A critical report published last year in the New England Journal of Medicine (NEJM), titled, “Emergency department Crowding: The Canary in the Health Care System,” argued, “While often dismissed as a mere inconvenience for patients, the impact of ED crowding on morbidity, mortality, medical error, staff burnout, and the excessive cost is well documented but remains largely underappreciated.”

The authors of the report summarized their findings:

Often seen as a local ED problem, the cause of ED crowding is misaligned healthcare economics that pressures hospitals to maintain inefficient high inpatient census levels, often preferencing high-margin patients. The resultant backup of admission in the ED concentrates patient safety risks there. Few efforts address the economically driven root cause of ED crowding.

The economic forces that lead hospitals to restructure their operations also inevitably lead to high censuses and drive the overcrowded conditions in the emergency departments due to “access block” or inability to admit patients to the hospital to receive definitive care.

The last two decades have seen a repeated process by which larger health systems consolidate their operations through the process of mergers and acquisitions, a product of “market-share motivations and financial survival,” as the report notes. The ensuing cutbacks in overall capacity (”efficiencies” generated by the mergers), impact the hospitals’ ability to manage surges in patient volumes and decrease the overall capacity for care. 

The authors of the NEJM report note, “ED visits in the last two decades have strongly outpaced population growth. However, admissions rose 21 percent during this time frame while acute care hospitals and staffed beds decreased by seven percent and 11 percent, respectively. Total EDs have decreased, and inpatient bed capacity has decreased by 27 percent, to 2.41 from 3.32 per 1,000 population.”

The impact of the pandemic on a downsizing health care system has been massive attrition in the health care force. Nearly 334,000 nurses, physicians, and health care workers left their positions in 2021 due to heavy patient loads, burnout, and anxiety that their efforts do not seem to stem the deluge of ever-sicker patients pouring into the hospitals. In turn, these leave a smaller pool of professionals with experience in the workforce, which further aggravates the cycle of burnout.

In the letter to Biden, the health care organizations write, “Though stress is a given in emergency medicine, the burnout rate is of tremendous concern and causing additional strain to an already crippled health system.
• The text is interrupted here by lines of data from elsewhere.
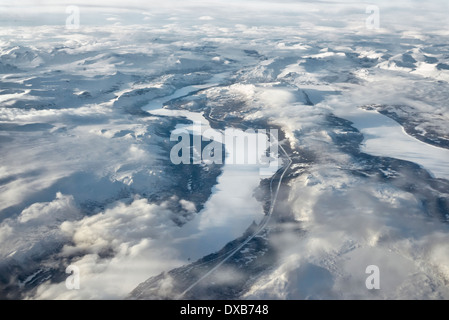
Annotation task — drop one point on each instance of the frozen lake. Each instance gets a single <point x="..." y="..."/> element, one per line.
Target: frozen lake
<point x="385" y="137"/>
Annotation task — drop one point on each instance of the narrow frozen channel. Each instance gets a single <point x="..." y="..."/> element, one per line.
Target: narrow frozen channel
<point x="229" y="211"/>
<point x="385" y="137"/>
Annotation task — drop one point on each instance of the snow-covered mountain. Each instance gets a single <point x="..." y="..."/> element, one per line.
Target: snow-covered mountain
<point x="86" y="179"/>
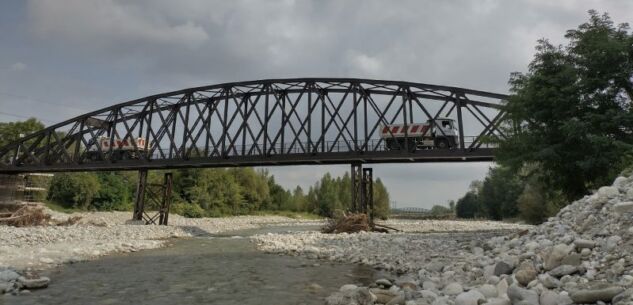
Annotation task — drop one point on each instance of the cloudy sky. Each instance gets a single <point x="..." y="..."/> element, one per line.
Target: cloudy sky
<point x="61" y="58"/>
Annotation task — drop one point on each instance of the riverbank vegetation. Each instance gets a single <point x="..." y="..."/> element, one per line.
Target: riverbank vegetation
<point x="569" y="126"/>
<point x="211" y="193"/>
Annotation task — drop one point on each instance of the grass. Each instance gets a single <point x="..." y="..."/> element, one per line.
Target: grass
<point x="58" y="208"/>
<point x="289" y="214"/>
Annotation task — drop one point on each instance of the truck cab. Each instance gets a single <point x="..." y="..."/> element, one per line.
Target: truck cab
<point x="444" y="133"/>
<point x="440" y="133"/>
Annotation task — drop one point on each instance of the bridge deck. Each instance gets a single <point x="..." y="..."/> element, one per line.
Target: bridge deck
<point x="432" y="155"/>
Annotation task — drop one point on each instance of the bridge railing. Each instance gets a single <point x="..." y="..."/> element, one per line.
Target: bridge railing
<point x="290" y="148"/>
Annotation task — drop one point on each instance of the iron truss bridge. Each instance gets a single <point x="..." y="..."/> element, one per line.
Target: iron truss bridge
<point x="268" y="122"/>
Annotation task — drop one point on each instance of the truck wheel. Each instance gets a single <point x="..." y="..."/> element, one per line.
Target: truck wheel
<point x="442" y="144"/>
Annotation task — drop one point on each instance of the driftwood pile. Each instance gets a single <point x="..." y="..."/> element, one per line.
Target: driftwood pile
<point x="352" y="223"/>
<point x="26" y="215"/>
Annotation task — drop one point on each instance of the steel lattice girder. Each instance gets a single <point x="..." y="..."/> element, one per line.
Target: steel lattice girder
<point x="266" y="122"/>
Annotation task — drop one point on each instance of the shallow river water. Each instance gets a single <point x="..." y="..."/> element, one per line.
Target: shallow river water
<point x="220" y="269"/>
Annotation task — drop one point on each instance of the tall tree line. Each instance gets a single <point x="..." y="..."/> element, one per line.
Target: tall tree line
<point x="570" y="126"/>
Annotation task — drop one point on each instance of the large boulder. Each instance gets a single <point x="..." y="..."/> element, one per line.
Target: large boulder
<point x="8" y="275"/>
<point x="593" y="292"/>
<point x="525" y="273"/>
<point x="34" y="283"/>
<point x="556" y="255"/>
<point x="453" y="289"/>
<point x="472" y="297"/>
<point x="522" y="295"/>
<point x="360" y="296"/>
<point x="502" y="268"/>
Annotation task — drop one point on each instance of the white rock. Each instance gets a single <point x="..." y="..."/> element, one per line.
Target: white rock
<point x="608" y="191"/>
<point x="623" y="207"/>
<point x="502" y="287"/>
<point x="428" y="285"/>
<point x="613" y="241"/>
<point x="498" y="301"/>
<point x="453" y="289"/>
<point x="348" y="287"/>
<point x="472" y="297"/>
<point x="518" y="294"/>
<point x="549" y="297"/>
<point x="8" y="275"/>
<point x="489" y="291"/>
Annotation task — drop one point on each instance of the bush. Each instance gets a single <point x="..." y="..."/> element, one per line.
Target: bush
<point x="114" y="193"/>
<point x="189" y="210"/>
<point x="73" y="190"/>
<point x="536" y="204"/>
<point x="467" y="206"/>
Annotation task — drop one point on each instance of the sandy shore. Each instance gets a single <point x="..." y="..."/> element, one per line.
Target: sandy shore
<point x="101" y="233"/>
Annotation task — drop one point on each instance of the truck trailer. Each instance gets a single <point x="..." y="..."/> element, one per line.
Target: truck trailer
<point x="122" y="149"/>
<point x="439" y="133"/>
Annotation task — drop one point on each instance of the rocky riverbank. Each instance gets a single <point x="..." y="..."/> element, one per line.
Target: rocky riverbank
<point x="581" y="256"/>
<point x="26" y="250"/>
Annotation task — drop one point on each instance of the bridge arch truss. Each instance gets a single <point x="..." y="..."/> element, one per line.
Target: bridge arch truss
<point x="266" y="122"/>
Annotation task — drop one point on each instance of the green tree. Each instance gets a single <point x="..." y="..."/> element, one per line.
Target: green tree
<point x="255" y="190"/>
<point x="467" y="206"/>
<point x="113" y="193"/>
<point x="217" y="192"/>
<point x="499" y="193"/>
<point x="10" y="132"/>
<point x="440" y="210"/>
<point x="300" y="200"/>
<point x="537" y="202"/>
<point x="381" y="200"/>
<point x="571" y="115"/>
<point x="73" y="190"/>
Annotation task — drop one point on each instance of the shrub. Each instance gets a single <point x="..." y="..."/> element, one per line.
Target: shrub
<point x="73" y="190"/>
<point x="189" y="210"/>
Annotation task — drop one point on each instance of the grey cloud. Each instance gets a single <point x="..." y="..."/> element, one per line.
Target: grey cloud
<point x="93" y="53"/>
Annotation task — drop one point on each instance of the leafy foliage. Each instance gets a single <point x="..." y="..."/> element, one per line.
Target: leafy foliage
<point x="10" y="132"/>
<point x="574" y="105"/>
<point x="76" y="190"/>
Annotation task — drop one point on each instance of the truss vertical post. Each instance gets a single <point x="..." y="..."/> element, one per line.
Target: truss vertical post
<point x="356" y="177"/>
<point x="139" y="205"/>
<point x="460" y="122"/>
<point x="166" y="202"/>
<point x="368" y="192"/>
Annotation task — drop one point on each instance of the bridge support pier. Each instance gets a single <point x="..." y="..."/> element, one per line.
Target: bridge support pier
<point x="362" y="190"/>
<point x="139" y="204"/>
<point x="158" y="195"/>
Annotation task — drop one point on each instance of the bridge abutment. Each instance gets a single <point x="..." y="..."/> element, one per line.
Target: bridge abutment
<point x="157" y="195"/>
<point x="362" y="190"/>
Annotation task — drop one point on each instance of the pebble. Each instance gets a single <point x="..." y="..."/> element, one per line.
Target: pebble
<point x="34" y="283"/>
<point x="595" y="291"/>
<point x="453" y="289"/>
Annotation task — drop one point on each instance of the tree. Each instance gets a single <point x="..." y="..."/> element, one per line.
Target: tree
<point x="10" y="132"/>
<point x="499" y="193"/>
<point x="536" y="203"/>
<point x="571" y="115"/>
<point x="440" y="210"/>
<point x="217" y="192"/>
<point x="73" y="190"/>
<point x="299" y="200"/>
<point x="381" y="200"/>
<point x="467" y="206"/>
<point x="113" y="193"/>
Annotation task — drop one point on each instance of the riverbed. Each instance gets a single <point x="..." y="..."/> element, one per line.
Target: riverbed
<point x="215" y="269"/>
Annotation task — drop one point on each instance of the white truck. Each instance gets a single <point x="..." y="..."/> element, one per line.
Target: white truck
<point x="121" y="149"/>
<point x="427" y="135"/>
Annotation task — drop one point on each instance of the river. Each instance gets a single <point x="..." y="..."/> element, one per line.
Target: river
<point x="218" y="269"/>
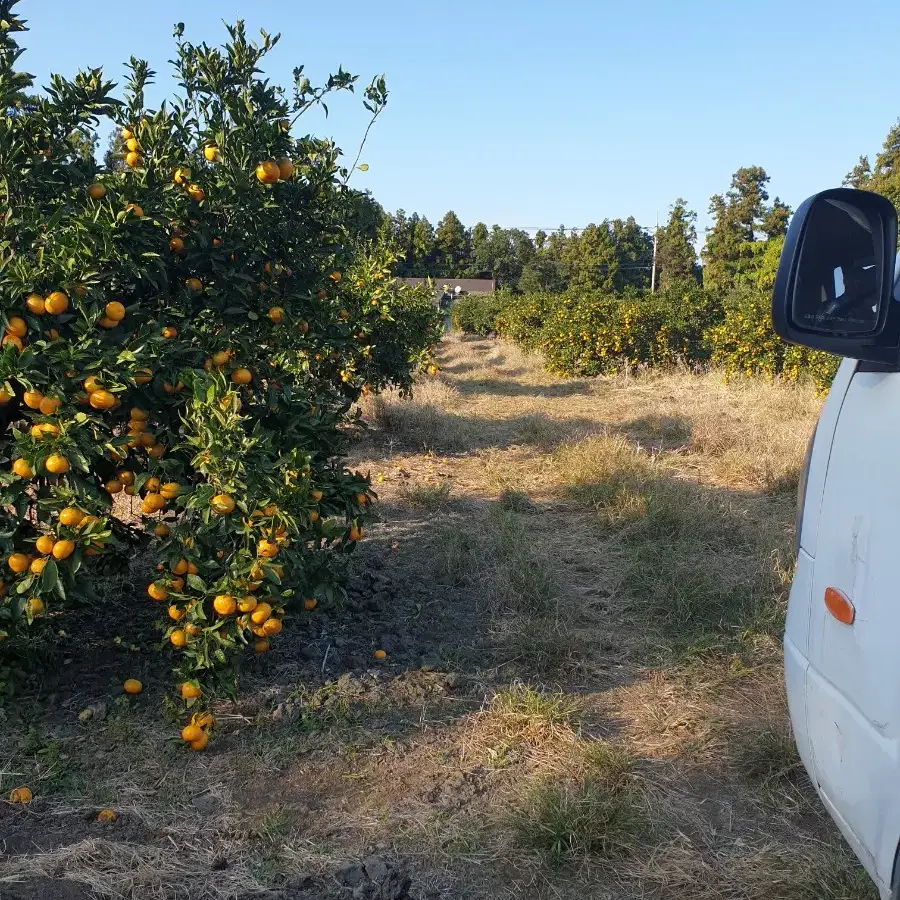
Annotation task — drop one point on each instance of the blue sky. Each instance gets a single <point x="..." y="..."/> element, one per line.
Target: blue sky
<point x="540" y="114"/>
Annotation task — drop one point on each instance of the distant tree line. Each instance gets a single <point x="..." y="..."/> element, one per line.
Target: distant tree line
<point x="614" y="256"/>
<point x="741" y="249"/>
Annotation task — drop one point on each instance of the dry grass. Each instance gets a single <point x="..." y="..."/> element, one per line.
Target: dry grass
<point x="605" y="565"/>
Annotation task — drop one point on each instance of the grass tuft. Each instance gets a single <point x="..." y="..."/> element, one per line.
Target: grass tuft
<point x="596" y="814"/>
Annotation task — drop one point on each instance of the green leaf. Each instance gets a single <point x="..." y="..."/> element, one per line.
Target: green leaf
<point x="50" y="576"/>
<point x="197" y="583"/>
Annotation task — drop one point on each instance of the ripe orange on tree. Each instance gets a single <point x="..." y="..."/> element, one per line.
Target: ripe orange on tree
<point x="240" y="434"/>
<point x="268" y="172"/>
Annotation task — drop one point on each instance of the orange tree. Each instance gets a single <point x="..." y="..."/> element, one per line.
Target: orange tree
<point x="183" y="339"/>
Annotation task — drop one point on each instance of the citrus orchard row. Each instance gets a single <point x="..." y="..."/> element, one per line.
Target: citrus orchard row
<point x="590" y="335"/>
<point x="185" y="335"/>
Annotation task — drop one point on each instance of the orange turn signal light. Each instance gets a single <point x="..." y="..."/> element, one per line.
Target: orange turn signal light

Shift work, scheduling, risk of exposure to infectious disease, and violence in the emergency department can all affect the mental health and wellbeing of the physicians and nurses. Coupled with overcrowding and boarding in the ED, health care professionals are now facing stresses and moral injury that go well beyond everyday practice.”

Emergency departments were introduced into the health infrastructure in the 1950s and 1960s to cope with acute medical conditions where early diagnosis and intervention can make the difference between life and death. However, the crisis of capitalism and the financialization of the medical system have crippled health care delivery. The overcrowding of EDs and burnout of the health care workforce are symptomatic of these processes. The warning in the letter to Biden only underscores the need for a socialist reorganization of health care so that medical workers can do once more what they are best at—saving lives.